CBA business banking boss Mike Vacy-Lyle has a goal of closing an internal gap between the bank’s 25 per cent market share of transactions and its lending share at 18 per cent.
Market leader NAB has the gap covered, and by the time Vacy-Lyle gets there he will have comfortably taken the lead.
Competitors talk of CBA’s aggressive stance but Vacy-Lyle puts it in terms of just working better with what is already on the books.
The business bank is running at 1.3 times system, and while net promoter scores are market-leading and improving, they are still negative.
It helps when you play from a base of a $1.2 trillion balance sheet and when 75 per cent of new loans ($33bn) are sourced from existing bank customers.
The way he looks at it, there are three sectors: up to $1m; $1m to $50m; and over $50. The sweet spot for Vacy-Lyle is in the up to $50m zone.
The business bank has $219bn in loans outstanding and $223bn in deposits and is the market leader in the eftpos terminals, with a new smart health terminal targeting NAB’s HICAPS terminal for doctors and dentists.
One difference with the CBA Smart Health terminal is it combines patient bookings with payments and insurance cover, so it’s the complete software management package.
Because CBA already banks many of the loan targets it can see business receipts and spending in real time, which means loan decisions are faster and the bank can process more loans.
Climate of change
Energy Minister Chris Bowen is laying the foundations of his new climate policy which has seen increased interest in the Climate Market Institute’s annual roadshow. The talks are primarily designed to educate the business community on carbon markets, including current opportunities, innovations and their role within corporate climate strategy.
This week Bowen released a discussion paper on his new safeguards policy, which is the cornerstone of the new framework with a paper coming shortly on the new market rules.
Merger reform needed
Former ACCC boss Rod Sims is running a campaign against the over consolidation of Australian industry, noting that “the Australian economy suffers from high levels of market concentration” that causes a detrimental effect on consumers and productivity. The country’s merger laws are the most important tool to prevent this, Sims argues, but “they are not up to the task”.
He has a point. This week the ACCC took a step forward in a criminal cartel case against Bingo Industries, which pleaded guilty, leaving former boss Daniel Tartak on his own to fight the case.
Bingo was acquired last year for $2.3bn by Macquarie, which installed its own management.
The ACCC said: “It is alleged that in mid-2019, Bingo agreed with its competitors Aussie Skips Bin Services and Aussie Skips Recycling to fix and increase prices for the supply of skip bins and the provision of waste processing services for building and demolition waste in Sydney.”
In February 2019 then ACCC boss Rod Sims cleared a $578m Bingo takeover of Dial a Dump, after accepting an undertaking to sell its Banksmeadow facility.

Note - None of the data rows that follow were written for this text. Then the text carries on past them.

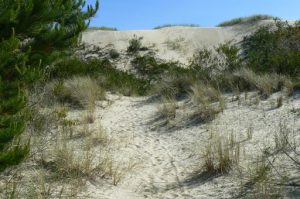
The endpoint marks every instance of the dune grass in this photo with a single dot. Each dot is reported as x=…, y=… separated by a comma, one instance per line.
x=174, y=25
x=246, y=20
x=103, y=28
x=105, y=74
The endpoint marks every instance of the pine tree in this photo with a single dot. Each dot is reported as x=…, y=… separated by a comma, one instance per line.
x=33, y=34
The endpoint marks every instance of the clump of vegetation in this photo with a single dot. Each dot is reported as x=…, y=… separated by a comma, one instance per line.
x=246, y=20
x=78, y=91
x=203, y=98
x=33, y=34
x=221, y=154
x=269, y=50
x=103, y=28
x=114, y=54
x=106, y=75
x=175, y=25
x=135, y=45
x=266, y=84
x=167, y=110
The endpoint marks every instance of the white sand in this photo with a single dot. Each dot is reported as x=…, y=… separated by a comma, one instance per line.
x=167, y=159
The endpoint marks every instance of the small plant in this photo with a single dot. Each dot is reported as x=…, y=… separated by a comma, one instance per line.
x=135, y=44
x=220, y=155
x=114, y=54
x=204, y=98
x=84, y=91
x=167, y=109
x=174, y=44
x=279, y=102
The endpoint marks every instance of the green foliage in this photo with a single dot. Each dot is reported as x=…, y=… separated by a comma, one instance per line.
x=148, y=66
x=103, y=28
x=269, y=50
x=135, y=45
x=109, y=77
x=114, y=54
x=246, y=20
x=175, y=25
x=33, y=34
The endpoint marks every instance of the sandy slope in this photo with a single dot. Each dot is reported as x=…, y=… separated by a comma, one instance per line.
x=185, y=39
x=167, y=159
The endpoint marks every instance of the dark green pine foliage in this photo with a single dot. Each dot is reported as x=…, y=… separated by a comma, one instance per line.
x=34, y=34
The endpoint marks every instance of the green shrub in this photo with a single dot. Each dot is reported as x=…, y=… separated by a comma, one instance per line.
x=245, y=20
x=114, y=54
x=174, y=25
x=108, y=77
x=135, y=45
x=33, y=34
x=269, y=50
x=103, y=28
x=148, y=66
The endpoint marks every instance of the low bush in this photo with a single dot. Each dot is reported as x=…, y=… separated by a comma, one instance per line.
x=246, y=20
x=175, y=25
x=82, y=92
x=103, y=28
x=135, y=45
x=221, y=154
x=274, y=49
x=114, y=54
x=167, y=109
x=265, y=83
x=108, y=77
x=203, y=97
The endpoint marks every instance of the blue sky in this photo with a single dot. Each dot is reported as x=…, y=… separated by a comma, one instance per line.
x=146, y=14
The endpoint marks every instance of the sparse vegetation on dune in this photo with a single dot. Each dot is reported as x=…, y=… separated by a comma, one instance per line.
x=105, y=74
x=246, y=20
x=175, y=25
x=103, y=28
x=70, y=148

The ACCC noted at the time: “Post-acquisition Bingo is expected to hold a significant share of Sydney dry landfill in terms of both annual throughput and remaining airspace.”
The regulator confided there were other skip bin companies, including the aforementioned Aussie Skips, Grasshopper, Orange Bins, Just Skip Bins, Brown Brothers and Dump It Bins.

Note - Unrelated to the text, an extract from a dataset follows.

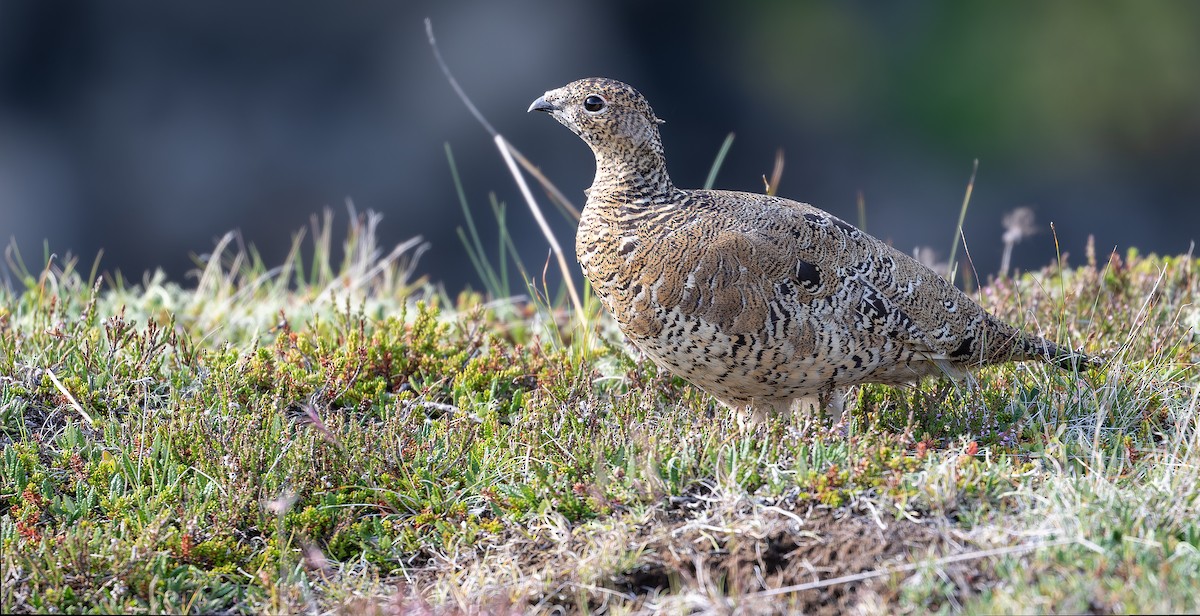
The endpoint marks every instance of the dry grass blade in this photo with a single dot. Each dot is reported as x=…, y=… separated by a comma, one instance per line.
x=75, y=404
x=891, y=570
x=507, y=151
x=541, y=222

One of this group separately approached the ACCC with news of potential price fixing in the industry.
If you want to run a successful cartel it works best when as few people as possible are in on the deal, which is why industry consolidation helps.
This is one reason why it’s better if the ACCC stops the consolidation before dealing with the aftermath, but that of course requires the right merger laws.
Brand Ken Mackenzie would like to appoint a female chief to BHP, which in part explains why former petroleum boss Geraldine Slattery has jumped into contention as heir apparent to Mike Henry after being appointed to run the Australian assets this week.